In Defense of Multitasking


It’s pretty widely acknowledged that most of us multitask. At the same time, we’re lately bombarded with warnings about how ineffective and even harmful multitasking is. Neither multitasking nor these warnings look like they’ll subside anytime soon. So what’s going on here? Are people just dense and/or stubborn, or are the naysayers full of crap? Neither, I’ll argue. Both the behavior and the warnings are partially correct.

What is multitasking?

I think this question is the crux of the matter. Those who warn against multitasking too often do so without defining what they’re even talking about. This article on Monster.com declares that “Multitasking makes you less productive,” “Multitasking makes you less effective,” and “Multitasking can slow down your brain,” but doesn’t ever say what multitasking is. This article in Forbes says, “A study at the University of London found that participants who multitasked during cognitive tasks experienced IQ score declines that were similar to what they’d expect if they had smoked marijuana or stayed up all night.” Pretty specific consequences, but again the precise multitasking behavior isn’t described whatsoever. Imagine an article saying that “drinking caused test subjects to be unable to walk in a straight line or speak clearly” without saying how much was drunk and of what. And yet “drinking” in this context is no more general than the term “multitasking.”

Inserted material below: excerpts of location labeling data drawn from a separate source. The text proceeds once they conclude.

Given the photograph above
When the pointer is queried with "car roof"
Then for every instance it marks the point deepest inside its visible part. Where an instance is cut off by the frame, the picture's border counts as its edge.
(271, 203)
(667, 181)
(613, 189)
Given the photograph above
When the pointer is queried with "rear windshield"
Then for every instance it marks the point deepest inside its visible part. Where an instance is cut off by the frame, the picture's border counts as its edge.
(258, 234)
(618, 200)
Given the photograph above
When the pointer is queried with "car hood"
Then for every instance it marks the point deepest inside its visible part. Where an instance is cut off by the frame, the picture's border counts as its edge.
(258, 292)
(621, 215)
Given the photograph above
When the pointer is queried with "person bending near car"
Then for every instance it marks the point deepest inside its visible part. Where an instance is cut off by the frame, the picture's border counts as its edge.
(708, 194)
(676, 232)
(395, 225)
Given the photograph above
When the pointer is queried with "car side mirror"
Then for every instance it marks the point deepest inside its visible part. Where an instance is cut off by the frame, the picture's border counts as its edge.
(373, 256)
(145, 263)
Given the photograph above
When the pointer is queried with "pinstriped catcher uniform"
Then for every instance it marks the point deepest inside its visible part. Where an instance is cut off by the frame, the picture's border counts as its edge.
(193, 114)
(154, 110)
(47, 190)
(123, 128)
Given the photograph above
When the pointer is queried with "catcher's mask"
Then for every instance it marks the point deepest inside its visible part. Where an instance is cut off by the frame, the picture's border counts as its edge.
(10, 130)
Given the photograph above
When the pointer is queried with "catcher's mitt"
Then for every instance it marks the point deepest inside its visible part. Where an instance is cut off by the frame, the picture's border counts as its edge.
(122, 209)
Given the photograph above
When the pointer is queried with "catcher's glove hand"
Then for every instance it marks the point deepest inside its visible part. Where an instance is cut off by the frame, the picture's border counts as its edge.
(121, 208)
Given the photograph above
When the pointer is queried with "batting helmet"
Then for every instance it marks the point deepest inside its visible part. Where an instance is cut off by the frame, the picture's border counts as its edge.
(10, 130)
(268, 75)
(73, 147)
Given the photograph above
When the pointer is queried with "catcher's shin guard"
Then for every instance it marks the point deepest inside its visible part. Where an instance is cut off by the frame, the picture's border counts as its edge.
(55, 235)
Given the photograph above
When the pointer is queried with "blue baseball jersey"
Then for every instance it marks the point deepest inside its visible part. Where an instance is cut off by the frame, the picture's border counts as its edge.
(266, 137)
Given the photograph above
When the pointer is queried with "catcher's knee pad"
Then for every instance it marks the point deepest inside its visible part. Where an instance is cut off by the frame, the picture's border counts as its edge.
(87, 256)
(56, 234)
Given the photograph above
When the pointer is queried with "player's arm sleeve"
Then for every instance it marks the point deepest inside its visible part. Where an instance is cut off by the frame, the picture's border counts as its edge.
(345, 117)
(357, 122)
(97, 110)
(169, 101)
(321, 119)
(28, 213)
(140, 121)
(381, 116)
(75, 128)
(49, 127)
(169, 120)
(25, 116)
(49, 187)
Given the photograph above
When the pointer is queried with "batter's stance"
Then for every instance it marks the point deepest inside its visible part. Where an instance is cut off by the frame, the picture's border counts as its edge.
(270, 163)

This article on Health.com at least gives a few examples: “We all do it: Texting while walking, sending emails during meetings, chatting on the phone while cooking dinner.” The problem is, these examples don’t add up to a specific type of behavior. Let’s apply this to my earlier example: “We all do it. Sharing a Heineken with our spouse. Having a glass of wine with dinner. Lining up eight shots on the bar and downing them one after another in the span of just a few minutes.”

In other words, I find fault with any article that implies all multitasking behaviors are equivalent. Sending emails during a meeting, I would argue, is more difficult than chatting on the phone while cooking dinner. It’s pointless to lump these activities together as a single behavior that should be avoided. To advise anybody on the effectiveness of multitasking, we need to define it better.

So what is multitasking, really?

At its most basic, multitasking is doing more than one thing at a time. I mean, duh. So, walking while chewing gum is multitasking. Singing in the shower is multitasking. Listening to music while driving is multitasking. So is knitting while watching instructive calculus videos at khanacademy.org. This last example is from real life … I caught my daughter trying to do this the other day. (I hope she did better on the test than on the scarf.)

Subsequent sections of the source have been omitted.